元防衛相・衆院議員 石破茂氏(自民) 見直しできぬはずない





 -普天間第二小学校に米軍ヘリの窓が落下した際、日米地位協定改定の必要性について提起した。





 「運用改善や補足協定など日本政府として可能な限りの努力はしてきた。地位協定本体の見直しは本当にできないのか。できないはずはない。河野太郎外相は地位協定問題に積極的に取り組んできた人。この機会に政府与党を挙げてまず取り組む、見直しありきではなくて、他との比較からしなくてはいけないと思っているし、併せて在米自衛隊ということを考えてみるべきではないか。防衛相の時も国会でそう答弁した」





 「グアムに在沖海兵隊の一部を移すに当たって日本は金銭的な負担をしている。グアムの米軍基地で自衛隊が訓練する、あるいは年に何回か米国で訓練をしているが、臨時でなく常に自衛隊が米国で訓練をするとなれば、合衆国における自衛隊の地位を定めた日米地位協定が必要になってくる。対等な地位協定は他国と比べてどうではなく、日本における米軍と、米国における自衛隊の取り扱いが対等かどうか。そういうアプローチも考えてみるべきだ。改定だ、いや、運用改善だと平行線をたどることは、これからの日米のためになるものではない」





 -安保法制で自衛隊の活動範囲が広がり、改定を議論する余地ができたか。





 「ごく限定的だが集団的自衛権が一部容認になったのは事実。国家安全保障基本法のような法律を作って、集団的自衛権を本当にこういう場合に限って認めるのだというのが必要だと思っている。地位協定に限って言えば集団的自衛権を認めないと改定に手が付かないのではなく、米国に自衛隊を常に置くことによって可能になる。集団的自衛権が認められないために、日米安全保障条約と一体である地位協定は改定不可能とはならない」





 -世論喚起の必要性も指摘したが、国民の理解を得るにはどうしたらいいか。





 「それは難しいことだ。日米安保について教わったことがない。何かあると米軍が守ってくれるのが日米同盟との理解が、国民の大多数ではないか。政府として日米同盟とはこういうものだと説いてこなかったから、理解が足りないのはやむを得ないことだが、事故が起きて国民の世論が激高して怒りに満ちて日米関係がおかしくなってからでは遅い。困難でも、政権にある側が説明しないといけない」(聞き手=東京報道部・上地一姫)









 





元沖縄防衛局長・衆院議員 井上一徳氏(希望) 県民の米軍理解へ必要





 -安全保障委で女性暴行殺害事件に触れ、地位協定改定を主張した。





 「当時、よく通った嘉手納町のおでん屋で地元の人と話したが、事件後、年配の人から、昔は誰にも言えず報道されないような悲惨な事件がもっといっぱいあったと聞いた。
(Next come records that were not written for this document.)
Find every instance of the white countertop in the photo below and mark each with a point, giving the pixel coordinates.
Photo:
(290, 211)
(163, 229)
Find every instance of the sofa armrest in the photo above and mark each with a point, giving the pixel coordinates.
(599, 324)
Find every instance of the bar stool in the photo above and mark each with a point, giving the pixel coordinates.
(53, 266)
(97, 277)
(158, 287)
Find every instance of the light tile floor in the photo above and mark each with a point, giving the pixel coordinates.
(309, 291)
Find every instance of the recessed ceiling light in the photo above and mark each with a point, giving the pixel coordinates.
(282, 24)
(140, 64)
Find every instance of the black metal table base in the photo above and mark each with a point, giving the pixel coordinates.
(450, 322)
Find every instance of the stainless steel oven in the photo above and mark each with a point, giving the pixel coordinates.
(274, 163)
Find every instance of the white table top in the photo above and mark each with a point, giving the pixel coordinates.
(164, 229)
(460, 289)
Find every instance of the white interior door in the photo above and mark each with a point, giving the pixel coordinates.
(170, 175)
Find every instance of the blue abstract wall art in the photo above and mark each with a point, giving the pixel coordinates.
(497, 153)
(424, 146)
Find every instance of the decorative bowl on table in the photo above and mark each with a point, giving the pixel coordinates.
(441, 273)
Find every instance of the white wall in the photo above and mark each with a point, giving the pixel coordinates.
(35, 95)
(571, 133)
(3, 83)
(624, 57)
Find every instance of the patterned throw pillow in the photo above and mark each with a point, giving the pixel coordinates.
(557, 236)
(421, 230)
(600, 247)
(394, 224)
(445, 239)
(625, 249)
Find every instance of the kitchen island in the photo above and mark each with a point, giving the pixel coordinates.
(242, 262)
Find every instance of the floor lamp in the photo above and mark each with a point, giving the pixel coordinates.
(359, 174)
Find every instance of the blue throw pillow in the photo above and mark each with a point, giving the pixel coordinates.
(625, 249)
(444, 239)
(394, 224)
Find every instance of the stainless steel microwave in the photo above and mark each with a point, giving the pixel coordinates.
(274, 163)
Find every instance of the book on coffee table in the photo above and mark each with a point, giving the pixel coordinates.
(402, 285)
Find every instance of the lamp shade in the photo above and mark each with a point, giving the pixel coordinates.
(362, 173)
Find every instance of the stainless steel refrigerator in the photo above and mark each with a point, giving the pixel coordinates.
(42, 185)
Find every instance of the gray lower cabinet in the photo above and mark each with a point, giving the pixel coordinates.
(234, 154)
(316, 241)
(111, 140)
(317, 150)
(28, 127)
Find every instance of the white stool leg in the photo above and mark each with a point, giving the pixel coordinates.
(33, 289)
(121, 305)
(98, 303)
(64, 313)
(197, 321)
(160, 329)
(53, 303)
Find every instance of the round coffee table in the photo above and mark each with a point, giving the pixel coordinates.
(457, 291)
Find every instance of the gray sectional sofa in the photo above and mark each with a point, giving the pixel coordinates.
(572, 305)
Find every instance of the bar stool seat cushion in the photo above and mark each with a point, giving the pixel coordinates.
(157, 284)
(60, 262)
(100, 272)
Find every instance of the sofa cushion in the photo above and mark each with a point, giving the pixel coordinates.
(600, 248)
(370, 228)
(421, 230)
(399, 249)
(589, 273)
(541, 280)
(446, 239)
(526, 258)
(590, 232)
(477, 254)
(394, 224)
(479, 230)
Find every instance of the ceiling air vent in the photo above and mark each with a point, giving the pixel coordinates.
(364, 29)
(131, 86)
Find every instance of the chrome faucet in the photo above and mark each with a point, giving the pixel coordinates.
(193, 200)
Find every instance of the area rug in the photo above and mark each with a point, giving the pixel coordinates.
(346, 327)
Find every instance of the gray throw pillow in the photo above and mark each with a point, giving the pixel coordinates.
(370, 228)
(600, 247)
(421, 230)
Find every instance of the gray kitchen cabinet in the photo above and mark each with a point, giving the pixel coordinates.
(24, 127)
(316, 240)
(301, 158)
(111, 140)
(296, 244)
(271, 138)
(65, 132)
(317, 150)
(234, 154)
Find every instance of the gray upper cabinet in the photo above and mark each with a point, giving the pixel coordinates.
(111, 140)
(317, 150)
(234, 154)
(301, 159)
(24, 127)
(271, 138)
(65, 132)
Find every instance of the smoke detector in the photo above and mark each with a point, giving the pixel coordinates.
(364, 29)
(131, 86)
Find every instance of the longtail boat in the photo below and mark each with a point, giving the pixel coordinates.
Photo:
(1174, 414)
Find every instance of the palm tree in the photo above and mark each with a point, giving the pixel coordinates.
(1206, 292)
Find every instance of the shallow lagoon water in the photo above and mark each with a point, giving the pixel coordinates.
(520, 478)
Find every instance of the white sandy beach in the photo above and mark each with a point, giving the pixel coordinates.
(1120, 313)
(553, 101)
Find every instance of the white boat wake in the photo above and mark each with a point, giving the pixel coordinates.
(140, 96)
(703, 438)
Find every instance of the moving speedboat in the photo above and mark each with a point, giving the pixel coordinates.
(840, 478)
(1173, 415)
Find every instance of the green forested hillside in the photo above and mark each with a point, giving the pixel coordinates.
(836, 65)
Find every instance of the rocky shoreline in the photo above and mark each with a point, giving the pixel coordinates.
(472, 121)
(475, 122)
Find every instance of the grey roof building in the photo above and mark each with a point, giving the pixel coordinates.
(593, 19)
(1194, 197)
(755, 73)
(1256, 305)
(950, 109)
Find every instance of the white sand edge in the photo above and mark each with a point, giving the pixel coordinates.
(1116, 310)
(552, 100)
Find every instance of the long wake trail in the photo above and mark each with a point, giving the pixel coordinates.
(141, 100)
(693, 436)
町民はそういう過去を伏せて、表面上は米軍とうまく付き合おうとしているけど、こういう事件があると昔の記憶が呼び戻され、『米軍は出て行け』みたいな気持ちになると訴えていた」





 「地位協定があるから、事件を起こすと米軍関係者は基地内に駆け込み結局、何も解決されない。だから改定してほしいという県民の思いは、政治的に左とか右とか関係ない。それまでは正直、地位協定改定を言うのは政治的に偏っているのではないかと思っていたが、沖縄に住み、それは違うと分かった」





 -事件を受けて、軍属の範囲を明確化する補足協定が結ばれた。





 「まず地位協定の改定に取り組む姿勢が大切だったと思う。そういうのを政府として見せないと、県民の理解は絶対に得られない。改定は外務省にとり、政治的に大変な課題だろう。もしかしたら憲法改正、そこまでいかなくても有事法制ぐらい大きな課題であるのは間違いない」





 「補足協定でも外務省が厳しい交渉をしたといっても、結果だけしか見ることができないから、県民はこれで十分なのかと不安に思う。交渉内容などは、合意しないと基本的には明かさない。それは逆だと思う」





 -他に具体的に改定の必要性を感じる点はどこか。





 「訓練の場所やルート、絶対に飛ばない場所というのを日米間でしっかり約束する。どこで訓練をやっているか分からないというのは、日本政府としてよくない。まさに主権の問題だ」





 「事故後の対応では、米軍だけで事故原因を調べて公表するのでは納得感が得られない。第三者が難しいなら、自衛隊の専門家ぐらいは入れるべきだ。日米間で調査をし、米側もそれを考慮した上で、運用を判断するべきだ」





 -日米安保体制への影響を危惧していた。





 「米軍そのものに反対する人もいるから、その部分で考え方が異なることはある。ただ、日米間で、特に県民に米軍が駐留することについて、理解してもらわないと安定的な運用はできない」(聞き手=東京報道部・大城大輔)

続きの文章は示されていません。